A hallmark of the U.S. healthcare system for the last 70 years has been employer-sponsored health coverage. Growing out of the need to provide benefits as a means of remaining competitive in both hiring and retaining employees, employers often offered coverage with low deductibles, co-pays and low-cost prescriptions. Historically speaking, federal, state, and local governments were initially slow to respond to this influx of health insurance benefits that permeated U.S. industry in the post-World War II society. Although some of the larger municipal governments began offering coverage to employees in the 1950s, it wasn’t until the passage of the Federal Employees Health Benefits Program in 1960 that federal employees saw direct participation by their employers. By the end of the decade most state and local government employees had followed suit. Once implemented the benefit package for public employees often served as a key recruitment tool, since public sector pay seldom matched private sector wages (Cox, 2011, p. 2; Falk, 2012, p. 8; Kaiser Family Foundation, 2012).

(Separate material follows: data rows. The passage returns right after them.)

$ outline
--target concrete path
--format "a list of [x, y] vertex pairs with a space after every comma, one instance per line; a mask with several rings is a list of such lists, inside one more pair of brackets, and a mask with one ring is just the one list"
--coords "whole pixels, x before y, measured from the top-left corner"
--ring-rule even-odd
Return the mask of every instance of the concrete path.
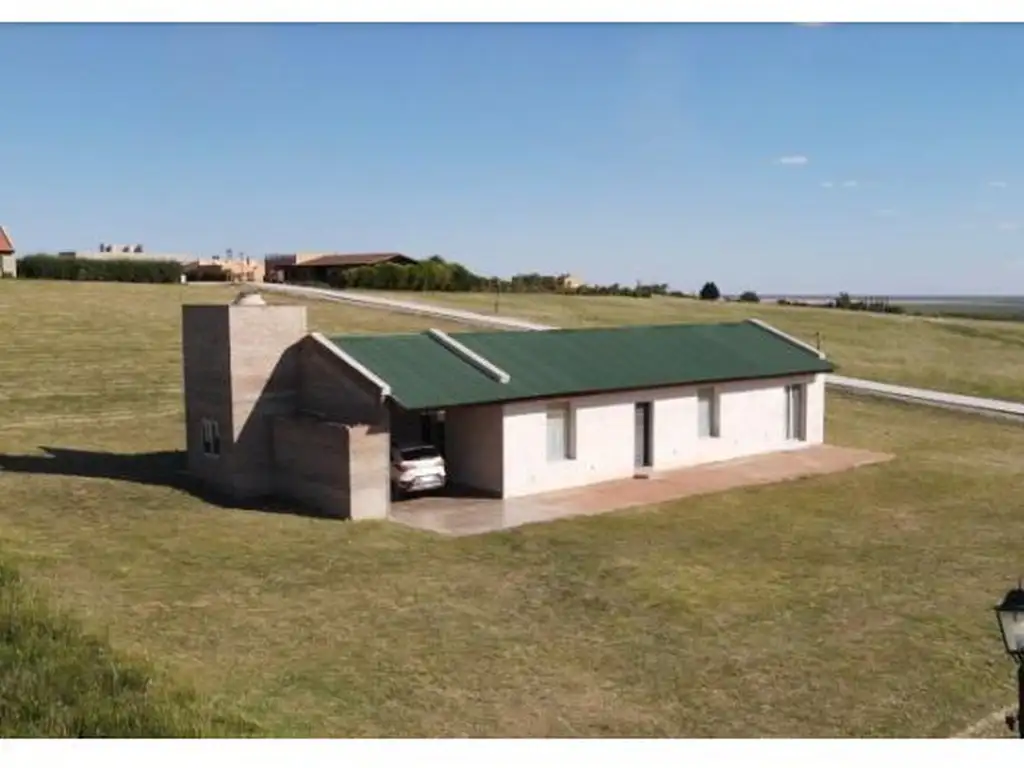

As cautious as they were in providing employer-sponsored health care, governments have been equally slow to address the rapid escalation in health costs over the last two decades. They have preferred to absorb rising costs while the private sector increasingly shifted these costs to employees. (Kavanaugh, p. 2, 2011; Claxton, Rae, Panchal, Damico, Lundy, Bostick, Kenward, & Whitmore, 2012). Saddled with high cost plans and low deductibles, governmental agencies throughout the country watched their health costs soar, a trend escalated by this so-called “Cadillac coverage,” insurance that costs as much as 20 percent more in the public than in the private sector (Barro, pp. 2-5, 2011). Adding to the rise in costs were the mandates included in the 2010 Patient Protection and Affordable Care Act that require preventive coverage with no co-pays, coverage of employees’ children up to age 26, and prohibitions on coverage limits for essential services. These and other requirements have further increased costs to both fully-insured and self-insured health plans. Such high-cost, low-deductible, and rich benefit plans take up an increasingly higher share of governmental budgets at a time when, in many areas, local government revenue is declining (Gross, Huh, Sylvester, & Zahradnik, 2012). One report estimates that health benefits offered by state and local governments reflect more than five percent of annual expenditures (Barro, p. 1).

The economic recession that began in 2007 forced local governments, in particular, to make reductions-in-force and cuts in services and benefits. A number of these governmental units came face-to-face with the fact that continued health care benefits to which government employees were accustomed were no longer sustainable. The growing public expectation for effective and efficient government that operates like the private sector, rising costs of health care, and reduced revenue became a triple threat to local governments. One approach that appears to be gaining in popularity in getting a handle on health costs has been the implementation of on- or near-site health care clinics, perhaps best described as a modern version of the “company doctor.”

On-site clinics are not a new phenomenon — there has been widespread interest and successful use of these clinics in the private sector for decades. However, local governments have slowly realized that direct provision of primary care can contain costs in five key ways: by moving away from the standard fee-for-service model of private care; by making less-costly primary care services more accessible and affordable; through direct contracting for labs and generic drugs; by taking advantage of the potential for prompt identification of worksite specific issues for “real time epidemiology” (Nash, 2005, p. 24); and by establishing patient-centered medical homes that foster disease management and promote wellness activities. These direct savings may be multiplied through improved quality of care that results in enhanced employee productivity and reduced absenteeism.